Intervention du Roi Abdullah II de Jordanie devant la Conférence internationale du Travail

Affirmant que «le travail et les travailleurs sont au cœur de la prospérité du monde», le Roi Abdullah II de Jordanie a déclaré jeudi devant la Conférence internationale du Travail qu'il était indispensable de gagner la «guerre contre le besoin» si l'on veut «surmonter les divisions et le désespoir qui alimentent la violence dans le monde».

Communiqué de presse | 12 juin 2003

GENÈVE (Nouvelles du BIT) - Affirmant que «le travail et les travailleurs sont au cœur de la prospérité du monde», le Roi Abdullah II de Jordanie a déclaré jeudi devant la Conférence internationale du Travail qu'il était indispensable de gagner la «guerre contre le besoin» si l'on veut «surmonter les divisions et le désespoir qui alimentent la violence dans le monde».

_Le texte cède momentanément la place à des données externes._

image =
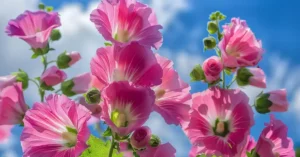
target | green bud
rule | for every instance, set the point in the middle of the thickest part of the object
(209, 42)
(63, 60)
(66, 88)
(154, 141)
(262, 103)
(212, 27)
(197, 74)
(243, 76)
(21, 76)
(55, 35)
(93, 96)
(41, 6)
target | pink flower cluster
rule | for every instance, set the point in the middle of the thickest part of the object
(128, 81)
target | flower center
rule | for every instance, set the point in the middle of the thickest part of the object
(70, 137)
(119, 119)
(221, 128)
(159, 93)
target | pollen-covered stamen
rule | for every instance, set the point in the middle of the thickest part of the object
(70, 136)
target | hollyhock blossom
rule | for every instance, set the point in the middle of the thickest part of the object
(173, 98)
(7, 81)
(133, 63)
(126, 21)
(126, 107)
(55, 128)
(273, 141)
(5, 132)
(53, 76)
(220, 121)
(239, 47)
(34, 27)
(251, 76)
(163, 150)
(12, 105)
(140, 137)
(275, 101)
(212, 68)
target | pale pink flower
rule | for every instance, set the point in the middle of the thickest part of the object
(279, 100)
(163, 150)
(239, 47)
(173, 98)
(75, 57)
(5, 132)
(34, 27)
(273, 141)
(55, 128)
(212, 68)
(12, 105)
(133, 63)
(126, 21)
(7, 81)
(220, 121)
(141, 137)
(126, 107)
(53, 76)
(82, 83)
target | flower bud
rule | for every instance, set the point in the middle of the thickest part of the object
(65, 59)
(93, 96)
(77, 85)
(251, 76)
(140, 138)
(55, 35)
(209, 42)
(154, 141)
(212, 27)
(21, 76)
(275, 101)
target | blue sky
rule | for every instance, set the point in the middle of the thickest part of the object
(184, 21)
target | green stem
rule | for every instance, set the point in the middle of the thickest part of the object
(111, 146)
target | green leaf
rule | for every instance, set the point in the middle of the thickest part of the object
(197, 74)
(98, 148)
(107, 132)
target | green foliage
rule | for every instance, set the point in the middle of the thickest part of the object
(197, 73)
(98, 148)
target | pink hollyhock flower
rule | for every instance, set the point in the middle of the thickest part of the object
(5, 132)
(7, 81)
(251, 76)
(82, 83)
(273, 141)
(55, 128)
(163, 150)
(275, 101)
(173, 98)
(74, 56)
(212, 68)
(126, 21)
(133, 63)
(220, 121)
(53, 76)
(239, 47)
(34, 27)
(12, 105)
(126, 107)
(140, 137)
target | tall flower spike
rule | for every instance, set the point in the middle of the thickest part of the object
(173, 98)
(126, 21)
(134, 63)
(12, 105)
(220, 121)
(34, 27)
(126, 107)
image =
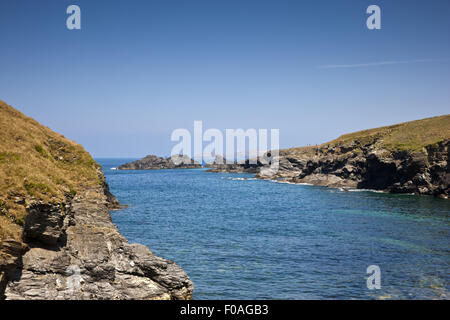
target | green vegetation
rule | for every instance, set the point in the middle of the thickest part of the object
(37, 164)
(41, 150)
(411, 136)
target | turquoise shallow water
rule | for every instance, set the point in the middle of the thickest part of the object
(252, 239)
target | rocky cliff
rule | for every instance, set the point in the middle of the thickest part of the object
(57, 240)
(411, 157)
(152, 162)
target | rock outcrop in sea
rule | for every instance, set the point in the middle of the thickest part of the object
(57, 240)
(411, 157)
(220, 164)
(152, 162)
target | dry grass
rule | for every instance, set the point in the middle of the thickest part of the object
(36, 164)
(412, 136)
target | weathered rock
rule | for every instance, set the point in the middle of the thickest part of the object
(365, 167)
(87, 258)
(152, 162)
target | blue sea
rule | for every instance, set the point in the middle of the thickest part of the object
(242, 238)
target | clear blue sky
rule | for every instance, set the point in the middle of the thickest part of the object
(139, 69)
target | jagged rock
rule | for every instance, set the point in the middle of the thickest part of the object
(152, 162)
(92, 260)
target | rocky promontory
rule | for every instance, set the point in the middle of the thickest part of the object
(57, 240)
(152, 162)
(220, 164)
(410, 157)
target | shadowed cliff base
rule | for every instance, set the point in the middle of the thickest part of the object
(410, 157)
(57, 240)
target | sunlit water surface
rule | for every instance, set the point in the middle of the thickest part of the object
(250, 239)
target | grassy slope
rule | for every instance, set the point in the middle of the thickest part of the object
(36, 164)
(412, 136)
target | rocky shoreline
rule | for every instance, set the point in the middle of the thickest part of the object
(152, 162)
(57, 239)
(76, 252)
(359, 163)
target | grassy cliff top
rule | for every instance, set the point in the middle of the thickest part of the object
(411, 136)
(36, 164)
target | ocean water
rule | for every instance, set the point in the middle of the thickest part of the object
(242, 238)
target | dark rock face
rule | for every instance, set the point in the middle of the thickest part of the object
(220, 164)
(365, 167)
(76, 252)
(152, 162)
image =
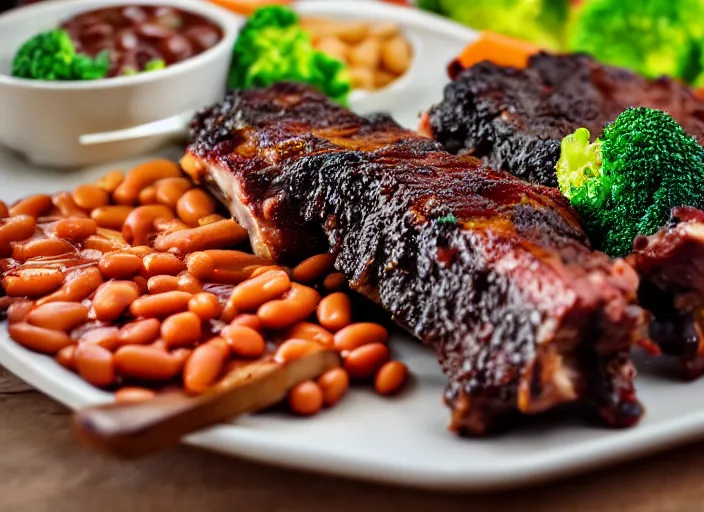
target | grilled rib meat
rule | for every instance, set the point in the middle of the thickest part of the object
(671, 266)
(493, 272)
(514, 119)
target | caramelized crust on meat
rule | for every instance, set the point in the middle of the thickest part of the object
(514, 119)
(493, 272)
(671, 266)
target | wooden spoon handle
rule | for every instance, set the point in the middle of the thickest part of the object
(139, 429)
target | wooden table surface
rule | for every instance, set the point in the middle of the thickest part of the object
(43, 468)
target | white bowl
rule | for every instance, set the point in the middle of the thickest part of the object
(43, 119)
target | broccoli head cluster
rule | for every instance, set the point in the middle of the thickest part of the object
(273, 47)
(52, 56)
(627, 182)
(539, 21)
(650, 37)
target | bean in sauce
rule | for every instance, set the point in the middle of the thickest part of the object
(136, 35)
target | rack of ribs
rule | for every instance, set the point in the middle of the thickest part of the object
(671, 266)
(514, 119)
(492, 272)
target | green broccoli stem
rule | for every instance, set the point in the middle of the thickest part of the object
(627, 182)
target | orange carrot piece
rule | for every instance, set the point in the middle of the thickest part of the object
(499, 49)
(247, 7)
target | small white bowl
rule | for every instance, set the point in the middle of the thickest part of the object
(43, 120)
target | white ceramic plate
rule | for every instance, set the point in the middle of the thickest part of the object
(401, 440)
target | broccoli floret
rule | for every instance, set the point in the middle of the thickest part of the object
(272, 47)
(653, 38)
(539, 21)
(52, 56)
(627, 182)
(155, 64)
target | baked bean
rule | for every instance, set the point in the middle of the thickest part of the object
(293, 307)
(19, 310)
(181, 330)
(390, 378)
(313, 268)
(14, 229)
(40, 248)
(204, 367)
(189, 283)
(396, 55)
(106, 337)
(194, 205)
(366, 54)
(356, 335)
(312, 332)
(140, 332)
(244, 341)
(39, 339)
(145, 363)
(119, 265)
(207, 263)
(211, 236)
(246, 320)
(365, 361)
(334, 384)
(77, 285)
(290, 350)
(200, 264)
(140, 250)
(251, 294)
(67, 206)
(113, 298)
(147, 196)
(58, 316)
(165, 227)
(141, 284)
(181, 355)
(95, 364)
(110, 181)
(261, 270)
(111, 217)
(335, 311)
(160, 305)
(162, 264)
(143, 176)
(209, 219)
(169, 190)
(34, 206)
(160, 344)
(133, 395)
(90, 197)
(75, 229)
(139, 224)
(32, 282)
(66, 357)
(103, 244)
(306, 398)
(205, 306)
(162, 284)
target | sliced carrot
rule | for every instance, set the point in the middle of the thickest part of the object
(499, 49)
(247, 7)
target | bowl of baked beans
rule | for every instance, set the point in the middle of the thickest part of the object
(162, 58)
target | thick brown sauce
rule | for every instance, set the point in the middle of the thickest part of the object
(137, 34)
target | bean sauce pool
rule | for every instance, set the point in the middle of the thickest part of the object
(138, 34)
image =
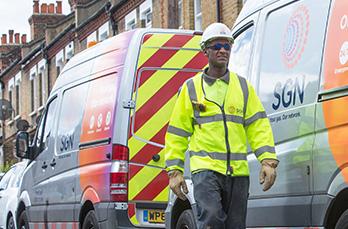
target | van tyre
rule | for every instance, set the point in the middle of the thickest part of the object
(23, 221)
(90, 221)
(186, 220)
(342, 222)
(10, 223)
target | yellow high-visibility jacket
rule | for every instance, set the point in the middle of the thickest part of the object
(216, 136)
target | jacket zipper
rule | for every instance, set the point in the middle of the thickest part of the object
(229, 168)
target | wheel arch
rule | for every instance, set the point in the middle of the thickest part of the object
(336, 208)
(86, 207)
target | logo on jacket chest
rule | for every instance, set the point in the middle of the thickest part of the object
(235, 110)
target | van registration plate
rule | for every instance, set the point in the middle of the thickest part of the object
(154, 216)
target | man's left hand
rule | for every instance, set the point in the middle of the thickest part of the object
(268, 173)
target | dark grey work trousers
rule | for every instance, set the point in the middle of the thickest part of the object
(221, 200)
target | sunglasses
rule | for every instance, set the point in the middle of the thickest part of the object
(219, 46)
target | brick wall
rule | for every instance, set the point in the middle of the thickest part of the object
(209, 12)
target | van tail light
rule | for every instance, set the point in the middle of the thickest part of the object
(119, 174)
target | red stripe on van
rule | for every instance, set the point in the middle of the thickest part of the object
(144, 155)
(154, 188)
(146, 37)
(163, 55)
(63, 225)
(167, 92)
(131, 210)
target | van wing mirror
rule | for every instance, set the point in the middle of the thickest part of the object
(22, 145)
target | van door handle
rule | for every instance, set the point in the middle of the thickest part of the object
(156, 157)
(44, 165)
(53, 162)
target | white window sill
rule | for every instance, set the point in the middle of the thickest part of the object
(33, 113)
(40, 108)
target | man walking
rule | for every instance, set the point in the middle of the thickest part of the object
(216, 113)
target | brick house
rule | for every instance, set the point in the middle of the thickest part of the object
(28, 70)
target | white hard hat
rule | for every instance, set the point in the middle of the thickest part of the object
(214, 31)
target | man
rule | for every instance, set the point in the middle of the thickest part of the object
(216, 113)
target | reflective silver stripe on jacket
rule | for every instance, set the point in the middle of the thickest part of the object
(219, 156)
(217, 118)
(176, 162)
(178, 131)
(255, 117)
(244, 86)
(264, 149)
(192, 94)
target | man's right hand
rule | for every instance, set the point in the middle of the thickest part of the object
(177, 183)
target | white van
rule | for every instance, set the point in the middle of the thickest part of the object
(295, 53)
(96, 160)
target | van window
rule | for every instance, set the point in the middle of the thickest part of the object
(46, 124)
(291, 55)
(71, 114)
(241, 51)
(6, 179)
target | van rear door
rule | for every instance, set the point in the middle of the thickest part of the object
(165, 62)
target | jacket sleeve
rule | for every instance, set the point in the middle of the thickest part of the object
(179, 130)
(258, 128)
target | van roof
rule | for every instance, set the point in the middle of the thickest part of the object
(251, 6)
(80, 66)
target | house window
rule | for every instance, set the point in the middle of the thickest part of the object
(131, 20)
(146, 13)
(69, 51)
(32, 93)
(103, 32)
(17, 92)
(39, 78)
(17, 100)
(180, 15)
(59, 61)
(198, 15)
(10, 96)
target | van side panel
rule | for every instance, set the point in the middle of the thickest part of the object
(165, 62)
(330, 154)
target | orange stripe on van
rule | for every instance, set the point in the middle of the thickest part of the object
(336, 76)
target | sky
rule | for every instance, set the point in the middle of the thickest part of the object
(14, 14)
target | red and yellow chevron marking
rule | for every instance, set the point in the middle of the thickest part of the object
(132, 215)
(156, 96)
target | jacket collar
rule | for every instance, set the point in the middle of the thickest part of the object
(211, 80)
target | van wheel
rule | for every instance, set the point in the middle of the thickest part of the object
(186, 220)
(342, 222)
(90, 221)
(10, 223)
(23, 221)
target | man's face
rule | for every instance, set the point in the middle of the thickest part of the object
(218, 52)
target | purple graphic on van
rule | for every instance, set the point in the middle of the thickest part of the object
(295, 36)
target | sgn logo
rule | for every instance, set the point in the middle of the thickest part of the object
(290, 93)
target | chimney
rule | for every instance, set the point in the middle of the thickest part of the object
(59, 7)
(4, 39)
(51, 8)
(17, 38)
(44, 8)
(24, 39)
(36, 7)
(10, 33)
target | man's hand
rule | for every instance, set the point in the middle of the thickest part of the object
(177, 183)
(268, 173)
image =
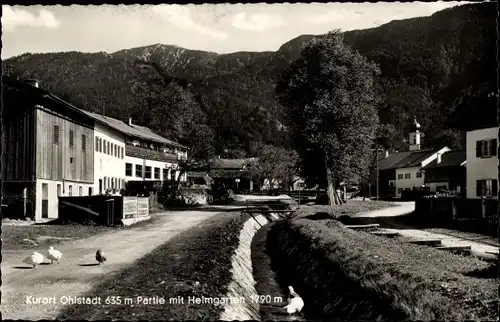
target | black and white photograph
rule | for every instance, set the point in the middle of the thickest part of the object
(250, 161)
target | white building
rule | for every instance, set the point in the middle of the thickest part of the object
(400, 171)
(129, 153)
(482, 163)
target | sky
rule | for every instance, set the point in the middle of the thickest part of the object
(220, 28)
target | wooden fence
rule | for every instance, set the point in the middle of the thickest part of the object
(458, 209)
(104, 210)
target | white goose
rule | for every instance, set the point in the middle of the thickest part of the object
(54, 255)
(295, 302)
(34, 259)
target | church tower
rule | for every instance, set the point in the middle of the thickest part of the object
(415, 135)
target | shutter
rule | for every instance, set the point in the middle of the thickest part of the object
(493, 147)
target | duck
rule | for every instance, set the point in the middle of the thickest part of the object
(34, 259)
(100, 256)
(54, 255)
(295, 302)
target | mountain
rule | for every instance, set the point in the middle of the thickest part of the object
(439, 68)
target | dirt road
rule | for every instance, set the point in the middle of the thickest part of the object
(78, 271)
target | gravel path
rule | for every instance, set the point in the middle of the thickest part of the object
(77, 271)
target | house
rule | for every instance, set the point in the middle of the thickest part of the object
(448, 171)
(231, 173)
(47, 150)
(50, 148)
(482, 163)
(396, 172)
(133, 155)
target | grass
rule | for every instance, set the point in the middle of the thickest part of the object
(350, 208)
(371, 277)
(201, 254)
(14, 237)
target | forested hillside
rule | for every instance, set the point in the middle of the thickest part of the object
(440, 68)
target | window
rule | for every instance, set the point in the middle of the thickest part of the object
(486, 148)
(84, 142)
(138, 170)
(128, 169)
(487, 188)
(71, 139)
(55, 134)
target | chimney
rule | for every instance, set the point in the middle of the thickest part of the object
(32, 82)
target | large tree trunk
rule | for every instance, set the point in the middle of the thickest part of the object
(333, 198)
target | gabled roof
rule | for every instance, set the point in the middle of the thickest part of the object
(237, 164)
(449, 159)
(414, 159)
(134, 131)
(393, 159)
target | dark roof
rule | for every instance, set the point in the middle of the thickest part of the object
(134, 131)
(236, 164)
(449, 159)
(393, 159)
(414, 159)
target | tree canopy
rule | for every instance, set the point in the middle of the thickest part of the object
(332, 99)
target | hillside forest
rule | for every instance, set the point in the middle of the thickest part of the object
(441, 69)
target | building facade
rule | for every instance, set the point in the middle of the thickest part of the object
(48, 150)
(482, 163)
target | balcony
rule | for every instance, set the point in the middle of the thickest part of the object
(148, 154)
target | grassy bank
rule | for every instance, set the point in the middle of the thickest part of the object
(195, 263)
(345, 274)
(350, 208)
(42, 235)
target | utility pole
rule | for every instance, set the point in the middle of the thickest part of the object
(377, 173)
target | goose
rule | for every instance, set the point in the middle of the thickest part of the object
(100, 256)
(34, 259)
(54, 255)
(295, 302)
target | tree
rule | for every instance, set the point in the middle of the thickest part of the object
(330, 94)
(274, 164)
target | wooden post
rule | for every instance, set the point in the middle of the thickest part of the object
(25, 197)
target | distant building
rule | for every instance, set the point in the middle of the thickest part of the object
(133, 154)
(402, 170)
(447, 172)
(482, 163)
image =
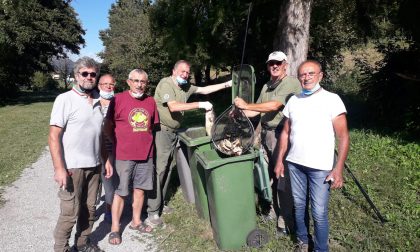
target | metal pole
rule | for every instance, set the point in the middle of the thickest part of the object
(381, 218)
(244, 46)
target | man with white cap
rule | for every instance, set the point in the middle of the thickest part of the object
(171, 95)
(269, 105)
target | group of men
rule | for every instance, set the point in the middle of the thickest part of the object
(92, 132)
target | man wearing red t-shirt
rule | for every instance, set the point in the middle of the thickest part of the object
(130, 121)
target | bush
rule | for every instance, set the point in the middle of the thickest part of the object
(43, 81)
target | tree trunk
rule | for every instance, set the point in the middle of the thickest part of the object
(292, 36)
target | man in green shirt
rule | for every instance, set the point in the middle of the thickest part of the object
(171, 96)
(274, 95)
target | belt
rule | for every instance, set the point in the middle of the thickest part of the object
(166, 128)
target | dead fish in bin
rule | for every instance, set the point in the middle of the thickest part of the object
(231, 148)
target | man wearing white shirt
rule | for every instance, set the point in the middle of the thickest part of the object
(315, 118)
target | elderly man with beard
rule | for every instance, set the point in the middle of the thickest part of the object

«Les jeunes, qui ont désespérément besoin d'opportunités et d'espoir, sont confrontés, eux et la société qui les entoure, à la pauvreté, à des problèmes de santé, à l'analphabétisme et autres maux», a-t-il dit. «Est-il dès lors surprenant que ces communautés deviennent un terrain propice au recrutement pour les idéologies extrémistes?»

S'adressant aux quelque 2 700 délégués à la Conférence, le souverain hachémite a estimé que répondre à ce besoin «requiert un développement socio-économique durable, un développement qui permet à tous les peuples de vivre dans la dignité». «Pareil développement, a-t-il ajouté, est un instrument important dans la bataille contre l'extrémisme, comme il peut être à l'origine d'une solution équitable du conflit arabo-israélien et de la question de la Palestine.»

Insistant sur «le besoin urgent de reconstruire et de stabiliser la région du Moyen-Orient», qui se trouve, à ses yeux, à «une importante croisée des chemins», le Souverain hachémite a estimé que «le moment était venu d'œuvrer de concert pour mettre sur le rail le processus qui rendra l'Irak à un gouvernement irakien crédible, représentant tous les irakiens».

Evoquant le récent sommet d'Aqaba, censé ouvrir une nouvelle voie à la paix, le Roi Abdullah a indiqué que «le processus était en marche», mais qu'il était nécessaire que «tous les amis de la paix persistent fermement dans cette voie».

Le chemin de la paix au Moyen-Orient est parsemé de nombreuses difficultés, a dit le Directeur général du Bureau international du Travail (BIT), Juan Somavia, en recevant son hôte, «mais comme vous-même et votre grande nation l'avez montré au cours des années, nous ne pouvons pas renoncer».

Citant les propos tenus par le Souverain hachémite à Aqaba - «la pire des calamités pour le Moyen-Orient est la perte de l'espoir» -, M. Somavia a dit: «Nous avons l'occasion et l'obligation de redonner foi au processus et de revigorer l'espoir en des lendemains meilleurs».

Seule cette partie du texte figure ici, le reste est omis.